Which one of the following is a complete and accurate list of the talks any one of which Rivera and Spivey could atte...

Meredith on October 18 at 05:49PM

Approaching this problem

How is it you can be comfortable with listing out what can and cannot be options for R and checking that with our deductions about S to arrive at your answer? I felt I had to double check I and L were options even though there were not restrictions for R or S for those talks since I didn't know if other rules would force them not to be options. How'd you know you didn't have to double check by working them out?

2 Replies

Irina on October 18 at 09:39PM


That's a great question. I think we do have to quickly check these scenarios, it should only take 30-45 seconds though.
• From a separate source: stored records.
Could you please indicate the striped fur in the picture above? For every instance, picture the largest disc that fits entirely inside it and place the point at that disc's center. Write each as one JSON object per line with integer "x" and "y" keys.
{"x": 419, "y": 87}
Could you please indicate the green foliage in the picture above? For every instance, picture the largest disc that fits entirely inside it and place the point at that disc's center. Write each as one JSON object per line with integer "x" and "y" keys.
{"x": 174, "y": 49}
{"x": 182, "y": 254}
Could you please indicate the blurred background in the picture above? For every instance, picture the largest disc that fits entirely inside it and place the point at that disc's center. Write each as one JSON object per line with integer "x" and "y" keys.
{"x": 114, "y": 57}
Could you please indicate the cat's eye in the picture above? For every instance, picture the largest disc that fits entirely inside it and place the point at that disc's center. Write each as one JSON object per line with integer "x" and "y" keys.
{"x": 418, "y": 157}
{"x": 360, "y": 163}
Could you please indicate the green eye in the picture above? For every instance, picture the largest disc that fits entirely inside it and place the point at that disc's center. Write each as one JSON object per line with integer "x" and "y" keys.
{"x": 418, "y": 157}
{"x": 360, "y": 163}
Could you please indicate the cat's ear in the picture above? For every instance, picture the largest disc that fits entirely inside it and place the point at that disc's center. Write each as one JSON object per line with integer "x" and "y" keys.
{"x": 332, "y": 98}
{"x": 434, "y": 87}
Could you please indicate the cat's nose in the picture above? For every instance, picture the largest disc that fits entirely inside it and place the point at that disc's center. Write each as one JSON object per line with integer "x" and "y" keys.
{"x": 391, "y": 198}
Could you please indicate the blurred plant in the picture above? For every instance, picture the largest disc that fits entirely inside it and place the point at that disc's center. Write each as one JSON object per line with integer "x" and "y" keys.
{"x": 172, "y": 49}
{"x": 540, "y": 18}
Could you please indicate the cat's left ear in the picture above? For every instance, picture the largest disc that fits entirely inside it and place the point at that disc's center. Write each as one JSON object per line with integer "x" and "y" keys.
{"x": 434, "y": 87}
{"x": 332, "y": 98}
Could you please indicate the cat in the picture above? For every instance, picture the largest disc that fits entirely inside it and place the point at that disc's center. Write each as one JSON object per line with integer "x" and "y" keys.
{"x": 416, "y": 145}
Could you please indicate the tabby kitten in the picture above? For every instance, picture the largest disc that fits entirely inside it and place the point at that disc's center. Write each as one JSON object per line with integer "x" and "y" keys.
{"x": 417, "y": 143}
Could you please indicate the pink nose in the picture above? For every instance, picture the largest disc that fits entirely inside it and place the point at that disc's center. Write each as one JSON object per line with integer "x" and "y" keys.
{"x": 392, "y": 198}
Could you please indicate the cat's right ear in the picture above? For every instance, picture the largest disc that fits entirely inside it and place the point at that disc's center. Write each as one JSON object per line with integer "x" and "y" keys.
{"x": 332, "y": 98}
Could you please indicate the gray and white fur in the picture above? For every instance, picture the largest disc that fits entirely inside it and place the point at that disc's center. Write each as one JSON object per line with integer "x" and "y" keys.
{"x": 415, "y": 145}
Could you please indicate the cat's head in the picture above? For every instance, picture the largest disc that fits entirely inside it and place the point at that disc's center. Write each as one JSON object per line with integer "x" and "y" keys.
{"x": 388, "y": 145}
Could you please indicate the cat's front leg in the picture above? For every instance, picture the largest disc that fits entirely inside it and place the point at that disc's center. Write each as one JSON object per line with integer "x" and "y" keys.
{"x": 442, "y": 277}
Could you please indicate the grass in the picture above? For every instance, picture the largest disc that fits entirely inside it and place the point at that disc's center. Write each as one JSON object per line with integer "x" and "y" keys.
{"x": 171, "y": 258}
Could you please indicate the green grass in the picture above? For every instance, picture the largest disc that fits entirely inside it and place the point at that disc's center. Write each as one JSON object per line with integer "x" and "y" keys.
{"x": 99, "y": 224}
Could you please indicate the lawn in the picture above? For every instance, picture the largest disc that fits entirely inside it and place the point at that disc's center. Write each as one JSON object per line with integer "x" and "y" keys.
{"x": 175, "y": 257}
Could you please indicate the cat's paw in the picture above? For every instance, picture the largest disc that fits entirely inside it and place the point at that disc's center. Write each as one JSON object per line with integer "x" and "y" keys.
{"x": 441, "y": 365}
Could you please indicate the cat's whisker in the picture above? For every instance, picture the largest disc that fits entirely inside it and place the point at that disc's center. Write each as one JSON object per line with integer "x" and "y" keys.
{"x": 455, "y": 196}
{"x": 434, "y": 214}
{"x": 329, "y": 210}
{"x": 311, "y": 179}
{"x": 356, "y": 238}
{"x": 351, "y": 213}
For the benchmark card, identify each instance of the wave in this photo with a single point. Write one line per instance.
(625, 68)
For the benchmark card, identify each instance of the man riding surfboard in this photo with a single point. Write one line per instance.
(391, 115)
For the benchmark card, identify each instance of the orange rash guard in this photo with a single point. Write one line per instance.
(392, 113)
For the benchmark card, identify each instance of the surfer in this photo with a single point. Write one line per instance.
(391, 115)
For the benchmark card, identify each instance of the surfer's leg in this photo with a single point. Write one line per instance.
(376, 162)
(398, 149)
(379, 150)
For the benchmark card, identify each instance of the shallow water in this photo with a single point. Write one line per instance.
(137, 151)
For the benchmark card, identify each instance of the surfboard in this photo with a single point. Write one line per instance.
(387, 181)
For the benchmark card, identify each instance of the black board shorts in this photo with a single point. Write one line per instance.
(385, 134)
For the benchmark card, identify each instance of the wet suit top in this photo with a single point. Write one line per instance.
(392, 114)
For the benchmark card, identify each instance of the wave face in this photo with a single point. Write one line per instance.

We know that R could only attend F I L. Let's try a scenario where they attend both talks together first:

F: R S
G: Q T
H: T
I : R S
L: Q

This scenario complies with all the rules so we only have to check L. We know that it is impossible for R S to attend I and L together because it would leave no room for Q since Q can only attend G I L. Therefore, we only need to try a scenario where RS attend F & L together.

F: R S
G: Q T
H: T
I : Q
L: R S

This scenario also complies with all the rules, so we can conclude that (A) is the correct answer.

on February 27 at 04:30PM

On question 16, how is it possible that L could be an option Spivey and Rivera? If each person needs to show up twice, and Spivey and Rivera show up together on Rivera's first talk, and L is the final talk, then there would be no second possible talk for Rivera to attend if he shows up with Spivey at L for his first talk. How is this possible?